Учительница демонстративно прикладывает ладонь ко лбу.
– Родители, прекратите скандалить. Под конец рабочего дня у меня нет сил слушать ваши вопли. Я уже все сказала: на учет ставим обеих. Работать будем сразу с двумя. Так даже удобней, ведь девочки – подруги. – Учительница, словно фокусник, достает откуда-то листы со странными кривыми таблицами. – И не переживайте так. Все будет хорошо. – Она подает нам свои листочки. – Вот вам список мероприятий, которые вы должны посетить в течение ближайших двух недель. Как видите, завтра у вас по плану консультация с нашим психологом. Приходить нужно без детей. К десяти утра.
– Я буду занят в это время, – бурчит папа Тисецкой.
– Тогда пусть подойдет мама Арианы.
– Она тоже занята.
Учительница багровеет.
– Я уже предупредила, но напомню, – скрипит она, – в случае вашего отказа от надлежащего исполнения родительских обязанностей, наш коллектив будет вынужден обратиться в комиссию по делам несовершеннолетних. И в службу опеки.
– Я подойду! – обещаю я. – Завтра к психологу. Обязательно.
Папа Арианы обводит меня презрительным взглядом, затем снова поворачивается к учительнице:
– У вас все?
– Да, теперь все.
– Потрясающе! – заключает он и, встав, нервно хватает куртку. – Тогда разрешите откланяться.
– Хорошего вечера, – с ядовитой улыбочкой говорит классная руководительница. – Только не забывайте, пожалуйста, что вы не только деловой человек, но еще и отец. И если на рабочем месте вас заменить можно, то дома никто не сделает за вас вашу работу.
Папа Арианы протискивается межу моим стулом и следующей партой и быстро выходит из класса. Напоследок, разумеется, от души шваркает дверью.
– Какие у нас мужики все-таки нервные, – тянет учительница. – Неудивительно, что меньше нас живут. – Она придвигается ко мне, говорит вкрадчиво: – Ольга… Викторовна… Попросите, пожалуйста, Люсю удалить канал. Я уверена, это значительно облегчит всем нам жизнь. Понимаете, какое дело: директриса рвала и метала, когда увидела ролик о своей матери. Пока канал девочек на месте, она не успокоится. Она нам всем мозг выест чайной ложечкой.
– Я обязательно поговорю с Люсей, – заверяю я. – Она все удалит.
– Как приятно видеть готового к сотрудничеству родителя! – хвалит учительница. – Жаль, что не все такие, как вы.
– Хотелось бы, конечно, обойтись без учета. – Я делаю жалобное лицо, надеясь смягчить сердце Натальи Николаевны. – Может, мне к директрисе с чем-то вкусным зайти, извиниться?
– Не-не-не, не вздумайте! – Учительница делает страшные глаза. – Она у нас сейчас на диете.

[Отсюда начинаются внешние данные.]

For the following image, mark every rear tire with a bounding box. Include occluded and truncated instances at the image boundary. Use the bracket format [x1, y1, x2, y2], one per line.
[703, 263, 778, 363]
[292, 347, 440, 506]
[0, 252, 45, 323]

Злая как кобра. Лучше вообще ей не попадайтесь, не напоминайте о случившемся. Пройдет немного времени – директриса сама по себе остынет. Главное – удалите канал.

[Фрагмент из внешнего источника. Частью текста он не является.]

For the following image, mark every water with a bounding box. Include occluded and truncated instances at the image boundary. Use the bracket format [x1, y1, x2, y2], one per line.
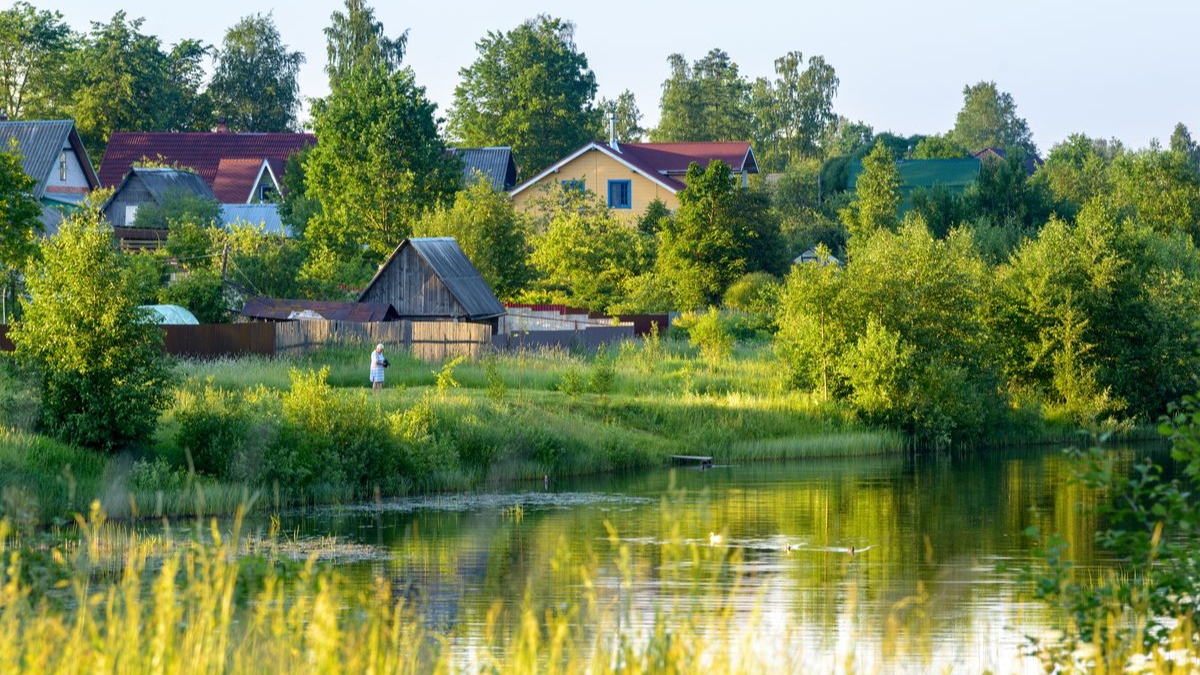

– Неужели совсем ничего нельзя поделать с этим учетом?
Наталья Николаевна мотает головой, потом ободряюще улыбается:
– Да не волнуйтесь вы так, Смирнова. Девочки даже не заметят, что в их жизни что-то изменилось. Основная работа ляжет на наши с вами плечи. Просто не пропускайте все намеченные мероприятия, выполняйте задания социального педагога и психолога. А там и каникулы начнутся. В следующей четверти никто уже и не вспомнит, что у девочек были проблемы.
Глава 3
Шкондыбая в сторону дома, я до печенок ненавижу свои ботинки. Они кажутся пыточным орудием. Они так ужасно трут, что на глаза у меня то и дело набегают слезы. Проходя мимо мусорных баков, я мечтаю разуться и запустить ботинки в гору мусора. Я сдерживаюсь только потому, что неподалеку гуляет соседка с мопсом. Мне не хочется ее шокировать, не хочется, чтобы потом жильцы нашего дома болтали, будто у дамочки с восьмого этажа (у меня то есть) не все дома.

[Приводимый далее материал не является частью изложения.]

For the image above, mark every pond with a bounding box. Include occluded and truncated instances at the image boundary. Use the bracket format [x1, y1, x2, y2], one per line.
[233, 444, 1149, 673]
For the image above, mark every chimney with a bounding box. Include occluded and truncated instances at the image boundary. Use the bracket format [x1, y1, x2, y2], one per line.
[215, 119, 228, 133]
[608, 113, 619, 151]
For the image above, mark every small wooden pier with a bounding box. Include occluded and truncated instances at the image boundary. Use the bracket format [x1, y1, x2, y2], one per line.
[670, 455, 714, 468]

Сжав зубы, я доползаю до подъезда, поднимаюсь в лифте на свой этаж. Люся встречает меня прямо в дверях. Явно сторожила, высматривала меня в окно.
Когда я переваливаюсь через порог, Люся сразу бросается заботливо стягивать с меня пальто. Когда я с тяжким вздохом плюхаюсь на пуф, дочь падает передо мной на колени и с подобострастным видом стаскивает с меня ботинки. Видел бы нас школьный психолог! Точно бы решил, что у нас в семье тирания и террор.